In the first regime, transmitters are forced to use non‑overlapping sets of bands, a situation the authors call spectral‑resource partition (SRP). Under SRP the total number of available bands M must be divided among K active transmitters, i.e., each transmitter can occupy at most L bands with the constraint K·L ≤ M. The authors formulate the network‑wide sum‑rate maximization problem, apply Lagrange multipliers and the Karush‑Kuhn‑Tucker conditions, and derive a closed‑form expression for the optimal number of bands per transmitter:
L* ≈ √(M·γ̄ / (K·σ²))
where γ̄ denotes the average signal‑to‑noise ratio (SNR) of the links and σ² the noise power. This expression captures the intuitive trade‑off that, as the number of users grows, each user should occupy fewer bands, while higher SNR permits the use of more dimensions. Numerical simulations confirm that selecting L = L* yields a substantial gain in spectral efficiency—up to 30 % relative to the naïve case where every transmitter uses all M bands—especially when K, M, and γ̄ are of moderate size.
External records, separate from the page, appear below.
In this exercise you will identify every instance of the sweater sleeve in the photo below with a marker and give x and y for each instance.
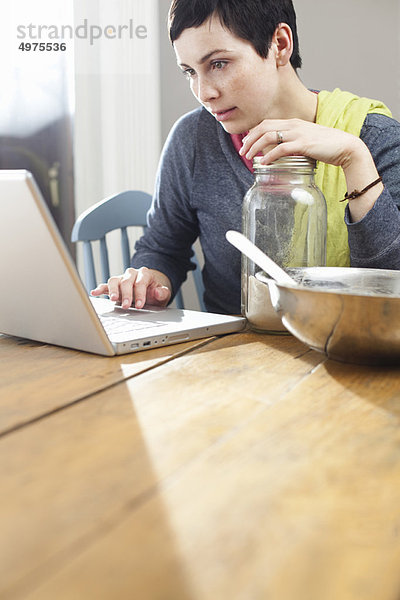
(374, 241)
(167, 243)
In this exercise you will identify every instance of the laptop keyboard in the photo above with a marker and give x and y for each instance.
(126, 324)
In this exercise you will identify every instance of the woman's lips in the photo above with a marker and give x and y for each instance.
(224, 115)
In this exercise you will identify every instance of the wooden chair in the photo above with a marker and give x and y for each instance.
(126, 209)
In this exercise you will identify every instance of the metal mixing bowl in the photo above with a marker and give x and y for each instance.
(350, 314)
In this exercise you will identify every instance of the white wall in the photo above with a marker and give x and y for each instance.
(359, 53)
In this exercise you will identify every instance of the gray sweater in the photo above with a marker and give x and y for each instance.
(199, 190)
The second regime corresponds to spectral‑resource sharing (SRS), where all transmitters are allowed to access the full set of M bands simultaneously. At the receiver, successive interference cancellation (SIC) is employed so that, in principle, the sum capacity of the MAC can be approached. The authors explore the impact of imposing the same BL policy on every transmitter (i.e., each uses the same number L of bands). Their analysis and Monte‑Carlo simulations reveal that, under SRS, the network spectral efficiency is virtually insensitive to the value of L; the performance improvement over the unrestricted case is less than 2 %. Moreover, overly aggressive BL can even degrade performance because the ordering of SIC becomes less favorable, leading to residual interference for some users.
The paper therefore draws several key conclusions. First, BL is beneficial only when the system operates under a partitioned resource allocation: the optimal number of dimensions per user can be computed analytically and used to guide spectrum planning in dense networks. Second, in a fully shared environment with SIC, a uniform BL policy provides negligible benefit, suggesting that system designers should focus on power control, user scheduling, or more sophisticated multi‑user detection rather than on limiting bandwidth per user. Third, the closed‑form optimal‑L expression offers a low‑complexity tool for real‑time network management, enabling dynamic adaptation to changes in user count, channel quality, or available spectrum.
Overall, the study contributes a rigorous theoretical foundation and practical guidelines for spectrum allocation in next‑generation wireless systems such as massive MIMO, ultra‑dense small‑cell deployments, and decentralized IoT networks, where the balance between interference mitigation and efficient use of limited spectral resources is critical.